140 + 6. cargo_test still green.
141 +
142 + ## D. Acceptance
143 +
144 + - A `/rebuild` against MNW main produces a staged release with all four asset categories (binaries, error-pages, static, docs).
145 + - Existing MM gates stay green.
146 + - `/srv/sando/releases/<v>/` is self-contained: deleting `/srv/sando/work/<sha>/` and re-running boot_smoke against the staged binary works. Sanity check that no path in the staged tree reaches back into the worktree.
147 +
148 + ## E. Out of scope for Session 1 (Session 2/3)
149 +
150 + - Any change to testnot or prod
151 + - Moving `/opt/git`, `/opt/makenotwork/.env`, state dirs
152 + - Authorizing sando's pubkey on prod
153 + - Renaming the systemd service path
154 + - yara-rules — stays operator-managed; out of sando entirely
155 + - Caddy config (operator-managed; uses bundle path indirectly via `localhost:3000` reverse_proxy + per-dir paths that point at `/opt/mnw/current/...` post-migration)
156 +
157 + ## F. Open questions to answer during Session 1
158 +
159 + - **Total bundle size after staging.** If it's >50MB the rsync time per deploy gets noticeable. Worth measuring; not blocking. Sets expectations for Session 2/3.
160 + - **DocEngine build path.** Whether `cargo build --release` already produces `target/release/docs/` (if DocEngine is a build-script step) or needs an explicit `cargo run -p docengine -- build` (if it's a separate command). Determines whether `build.rs` in sando does one cargo invocation or two.
161 + - **DocEngine output format.** Is `target/release/docs/` a directory tree of HTML/assets ready to serve, or a single bundle file? Affects `stage_dir` semantics.
162 +
163 + ## Sessions 2 and 3 (out of scope but for context)
164 +
165 + **Session 2 — testnot migration (low-risk practice).**
166 + - `bootstrap-node.sh` on testnot with the new unit shape.

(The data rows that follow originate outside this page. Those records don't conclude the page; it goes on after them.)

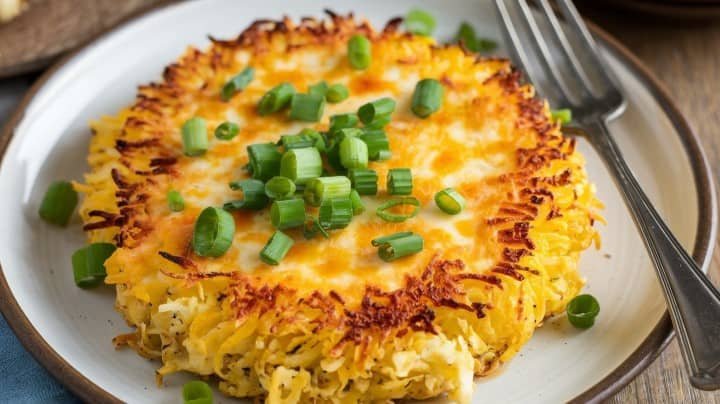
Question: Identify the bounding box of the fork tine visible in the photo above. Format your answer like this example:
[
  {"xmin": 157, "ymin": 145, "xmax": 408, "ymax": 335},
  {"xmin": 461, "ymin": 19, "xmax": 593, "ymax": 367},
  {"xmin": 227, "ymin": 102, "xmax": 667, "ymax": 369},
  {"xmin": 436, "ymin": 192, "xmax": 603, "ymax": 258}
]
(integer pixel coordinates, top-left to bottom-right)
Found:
[
  {"xmin": 538, "ymin": 0, "xmax": 593, "ymax": 97},
  {"xmin": 495, "ymin": 0, "xmax": 530, "ymax": 74},
  {"xmin": 556, "ymin": 0, "xmax": 617, "ymax": 89},
  {"xmin": 517, "ymin": 0, "xmax": 576, "ymax": 106}
]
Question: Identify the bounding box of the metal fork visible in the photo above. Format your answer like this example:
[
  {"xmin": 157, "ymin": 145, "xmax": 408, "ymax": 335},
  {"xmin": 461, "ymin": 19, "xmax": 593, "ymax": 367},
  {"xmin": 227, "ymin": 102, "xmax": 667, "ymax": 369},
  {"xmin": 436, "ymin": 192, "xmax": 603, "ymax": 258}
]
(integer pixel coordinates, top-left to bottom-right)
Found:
[{"xmin": 495, "ymin": 0, "xmax": 720, "ymax": 390}]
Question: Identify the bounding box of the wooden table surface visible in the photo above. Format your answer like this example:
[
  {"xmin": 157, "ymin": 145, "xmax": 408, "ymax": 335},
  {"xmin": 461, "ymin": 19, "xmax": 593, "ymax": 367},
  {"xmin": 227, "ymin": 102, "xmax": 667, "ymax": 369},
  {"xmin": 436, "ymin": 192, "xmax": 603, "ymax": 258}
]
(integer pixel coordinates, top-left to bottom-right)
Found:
[{"xmin": 582, "ymin": 3, "xmax": 720, "ymax": 404}]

167 + - Write `/etc/mnw/makenotwork.env` on testnot from scratch — this is what was missing during the 2026-06-02 tier-A exercise attempt.
168 + - `POST /promote/a` from sando → boots green for the first time.

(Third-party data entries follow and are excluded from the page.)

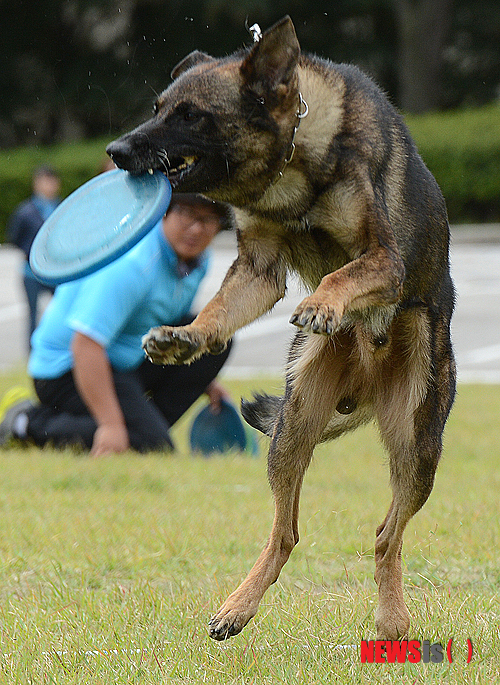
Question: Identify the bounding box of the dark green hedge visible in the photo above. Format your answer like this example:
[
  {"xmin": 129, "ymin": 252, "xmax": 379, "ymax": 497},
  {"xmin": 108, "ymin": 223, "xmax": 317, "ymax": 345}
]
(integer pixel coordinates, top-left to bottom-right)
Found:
[
  {"xmin": 0, "ymin": 105, "xmax": 500, "ymax": 242},
  {"xmin": 0, "ymin": 137, "xmax": 112, "ymax": 243},
  {"xmin": 406, "ymin": 104, "xmax": 500, "ymax": 223}
]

169 + - Exercise §6.5 step 3 tier-A flow we skipped.
170 +
171 + **Session 3 — prod migration (the careful one).**
172 + - Inventory + dry-run plan (most of inventory done 2026-06-02; one more pass for exact mv/install sequence).
173 + - Lock the deploy.sh path during the migration window.

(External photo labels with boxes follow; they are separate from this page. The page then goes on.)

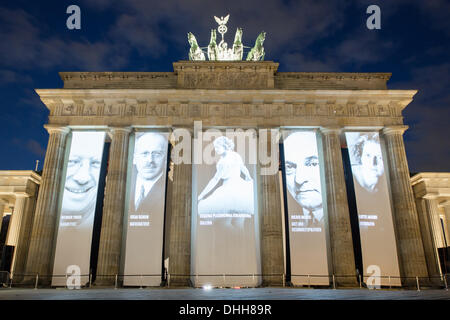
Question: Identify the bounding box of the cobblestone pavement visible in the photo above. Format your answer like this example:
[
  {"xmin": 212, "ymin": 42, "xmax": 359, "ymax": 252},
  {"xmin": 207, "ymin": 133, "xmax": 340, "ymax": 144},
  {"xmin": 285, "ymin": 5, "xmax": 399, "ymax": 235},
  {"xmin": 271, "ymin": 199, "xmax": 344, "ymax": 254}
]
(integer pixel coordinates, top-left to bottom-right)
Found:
[{"xmin": 0, "ymin": 288, "xmax": 450, "ymax": 300}]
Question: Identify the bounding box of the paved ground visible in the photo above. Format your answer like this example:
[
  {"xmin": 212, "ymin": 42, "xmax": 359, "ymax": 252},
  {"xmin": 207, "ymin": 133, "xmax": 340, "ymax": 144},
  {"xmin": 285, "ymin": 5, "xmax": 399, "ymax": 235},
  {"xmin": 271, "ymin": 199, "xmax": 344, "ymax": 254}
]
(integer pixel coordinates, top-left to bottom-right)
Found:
[{"xmin": 0, "ymin": 288, "xmax": 450, "ymax": 300}]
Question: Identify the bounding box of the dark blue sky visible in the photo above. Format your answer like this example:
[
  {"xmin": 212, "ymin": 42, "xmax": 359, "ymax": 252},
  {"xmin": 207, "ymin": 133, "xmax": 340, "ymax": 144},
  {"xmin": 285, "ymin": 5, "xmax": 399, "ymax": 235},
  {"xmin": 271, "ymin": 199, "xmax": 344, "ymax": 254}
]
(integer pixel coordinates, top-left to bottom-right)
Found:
[{"xmin": 0, "ymin": 0, "xmax": 450, "ymax": 172}]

174 + - Stop makenotwork.service.
175 + - `bootstrap-node.sh` on prod with `SANDO_PUBKEY=…`, creating `deploy` user + `/opt/mnw/` + new unit.
176 + - `mv /opt/makenotwork/.env /etc/mnw/makenotwork.env`.
177 + - `mv /opt/makenotwork/{backups,scan-spool}` → `/var/lib/mnw/` (or rebuild scan-spool — it's transient).
178 + - `mv /opt/git /var/lib/mnw/git` + update `GIT_REPOS_PATH` in `/etc/mnw/makenotwork.env`.
179 + - Audit all PATH-typed env keys against the new layout: `DOCS_PATH=/opt/mnw/current/docs`, `YARA_RULES_DIR=/opt/mnw/yara-rules`, `ASSUMPTIONS_PATH=/opt/mnw/current/docs/business/assumptions.toml`, etc.
180 + - Update build scripts on prod that invoke `mnw-admin` to use `/opt/mnw/current/mnw-admin`.
181 + - `POST /promote/b {"hotfix":true}` from sando → first sando deploy to prod.
182 + - Start makenotwork.service under the new layout.
183 + - Verify makenot.work end-to-end.
184 + - Soak for a week.
185 + - `rm -rf /opt/makenotwork/` after the soak; archive `deploy.sh` as break-glass-only.
186 +
187 + ## Key paths (for Claude orientation)
188 +
189 + - `MNW/sando/daemon/src/build.rs` — where staging happens (`build_and_run_mm`).
190 + - `MNW/sando/daemon/src/config.rs` — Config struct, `bin_names`.
191 + - `MNW/sando/daemon/src/deploy.rs` — `deploy_local`, `deploy_node`.
192 + - `MNW/sando/deploy/bootstrap-node.sh` — unit template.
193 + - `MNW/sando/sando.toml` — topology config (tier names live here).
194 + - `MNW/sando/daemon/sando-daemon.toml` — daemon config (release_contents will go here).
195 + - `MNW/sando/daemon/migrations/` — sqlite migrations for the mm→host rename.
196 + - `MNW/server/static/`, `MNW/server/site-docs/`, `MNW/server/deploy/error-pages/` — staging sources.
197 + - `MNW/shared/docengine/` — DocEngine crate (investigate in §A.1).
198 + - `launchplan_final.md` §6.5 — original tier-B decision context this redesign supersedes.
199 + - `MNW/sando/plans/config-artifacts.md` — earlier Phase 3 design doc on config vs binary artifacts; complementary background.